An MRI with CM was performed in all cases without contraindication for MRI or CM administration according to the guidelines for sarcoma and soft tissue tumors [12]. The radiological findings on MRI in the different cases were very similar in comparison. Overall, IMMs in our study were described as a sharply demarcated mass with a surrounding edema and cystic and/or liquid parts. This is in line with the available literature [17,18]. In T1-weighted sequences, IMMs were described as hypointense and, in T2-weighted sequences, as hyperintense with an inhomogeneous enhancement after CM administration. On CT, IMMs were described as sharply demarcated, as well, with central hypodense and peripheral hyperdense lesions and inhomogeneous internal structures. On ultrasonography, IMMs presented as an echo-inhomogeneous and solid tumor with cystic and gelatinous parts surrounded by a solid capsule. These descriptions of IMMs are comparable to the existing literature [16,19].
The determined size of IMMs in our series ranged between 2.0 and 9.5 cm. Other studies reported a similar size, with diameters from 4.0 to 5.9 cm. However, a tumor size larger than 10 cm is unusual and was only reported in a few cases [1,7,8,9,11,16,19].
The radiologically-suspected diagnoses were heterogeneous. The radiologists described both malignant or benign tumors and benign non-tumor lesions and often did not commit to one diagnosis. IMMs were suspected only in two cases. More frequently, soft tissue sarcomas and hematomas were considered. These results are reflected in the literature, describing a high rate of misinterpretation of tumors on the basis of MRI images [20].
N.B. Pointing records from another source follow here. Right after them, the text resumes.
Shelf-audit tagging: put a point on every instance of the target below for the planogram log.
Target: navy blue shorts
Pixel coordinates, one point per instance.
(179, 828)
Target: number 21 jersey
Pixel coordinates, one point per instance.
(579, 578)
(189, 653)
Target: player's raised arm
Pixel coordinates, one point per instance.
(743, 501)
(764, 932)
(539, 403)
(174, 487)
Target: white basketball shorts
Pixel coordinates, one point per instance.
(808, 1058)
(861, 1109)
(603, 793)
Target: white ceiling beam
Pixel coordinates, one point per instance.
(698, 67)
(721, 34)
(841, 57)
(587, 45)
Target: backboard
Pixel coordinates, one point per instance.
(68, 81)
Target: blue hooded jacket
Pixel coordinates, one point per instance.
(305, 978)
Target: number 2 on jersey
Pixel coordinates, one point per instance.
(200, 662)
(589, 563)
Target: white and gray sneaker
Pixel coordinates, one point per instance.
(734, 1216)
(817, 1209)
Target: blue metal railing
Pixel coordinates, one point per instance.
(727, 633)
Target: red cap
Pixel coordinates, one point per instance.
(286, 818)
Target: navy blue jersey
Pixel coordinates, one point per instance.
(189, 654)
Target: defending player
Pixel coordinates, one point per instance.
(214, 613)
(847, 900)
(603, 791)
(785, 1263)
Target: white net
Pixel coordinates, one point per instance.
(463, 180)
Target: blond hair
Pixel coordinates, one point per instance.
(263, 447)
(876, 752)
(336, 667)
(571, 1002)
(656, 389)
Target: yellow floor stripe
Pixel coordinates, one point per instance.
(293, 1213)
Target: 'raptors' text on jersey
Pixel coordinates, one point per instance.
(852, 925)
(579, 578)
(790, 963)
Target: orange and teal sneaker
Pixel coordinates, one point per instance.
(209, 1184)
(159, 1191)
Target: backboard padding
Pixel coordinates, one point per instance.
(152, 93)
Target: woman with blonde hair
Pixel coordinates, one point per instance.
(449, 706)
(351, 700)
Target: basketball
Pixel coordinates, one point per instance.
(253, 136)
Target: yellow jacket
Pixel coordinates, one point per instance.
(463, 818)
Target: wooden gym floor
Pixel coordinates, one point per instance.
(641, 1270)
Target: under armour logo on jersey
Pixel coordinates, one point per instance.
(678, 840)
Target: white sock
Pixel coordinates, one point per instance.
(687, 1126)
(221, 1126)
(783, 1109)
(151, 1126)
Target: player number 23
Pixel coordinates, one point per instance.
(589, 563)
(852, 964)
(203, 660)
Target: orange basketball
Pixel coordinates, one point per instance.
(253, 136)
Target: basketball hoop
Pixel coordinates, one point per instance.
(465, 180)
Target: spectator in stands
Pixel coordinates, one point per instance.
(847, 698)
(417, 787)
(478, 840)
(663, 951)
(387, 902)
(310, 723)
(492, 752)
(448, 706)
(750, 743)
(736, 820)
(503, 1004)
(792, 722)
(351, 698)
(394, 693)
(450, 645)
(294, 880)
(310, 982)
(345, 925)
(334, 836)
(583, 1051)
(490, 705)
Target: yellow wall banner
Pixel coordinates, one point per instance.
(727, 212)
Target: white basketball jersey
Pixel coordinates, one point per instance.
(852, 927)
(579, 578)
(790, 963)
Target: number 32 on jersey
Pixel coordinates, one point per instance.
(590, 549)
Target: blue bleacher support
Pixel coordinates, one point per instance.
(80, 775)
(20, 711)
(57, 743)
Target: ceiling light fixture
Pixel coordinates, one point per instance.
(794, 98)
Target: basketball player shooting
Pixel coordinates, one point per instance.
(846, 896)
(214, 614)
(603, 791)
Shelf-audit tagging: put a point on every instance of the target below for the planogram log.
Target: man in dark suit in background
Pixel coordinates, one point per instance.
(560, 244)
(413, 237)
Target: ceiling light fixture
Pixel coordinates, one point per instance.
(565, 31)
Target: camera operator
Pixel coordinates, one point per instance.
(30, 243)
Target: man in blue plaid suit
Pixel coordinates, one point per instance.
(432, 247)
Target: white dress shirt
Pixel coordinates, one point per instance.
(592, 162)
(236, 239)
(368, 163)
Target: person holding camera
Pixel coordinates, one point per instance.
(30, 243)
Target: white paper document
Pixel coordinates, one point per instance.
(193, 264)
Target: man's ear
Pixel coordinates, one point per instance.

In contrast, IMMs were the most-frequently-suspected tumor at the university medical center by musculoskeletal surgeons. However, due to the comparable clinical and radiological appearance, schwannomas were the most important differential diagnosis (Figure 1d–f). In some cases, soft tissue sarcomas were considered too. These results are following other studies, which also reported inaccurate diagnoses like schwannoma, liposarcoma, fibroma, and myxofibrosarcoma [1,4,8].
Nevertheless, the question remains of why radiologists considered so rarely an IMM as a differential diagnosis. On the one hand, this is certainly explained by the low incidence of IMMs. On the other hand, the imaging was performed in an outpatient setting, so in many cases, the assessing radiologists had probably little to no experience with IMMs compared to musculoskeletal surgeons at a specialized tumor center. This observation demonstrates the importance of a reevaluation of diagnostics by a specialized musculoskeletal surgeon. This results in a better outcome at a specialized center with experience regarding rare tumor diseases [21,22,23].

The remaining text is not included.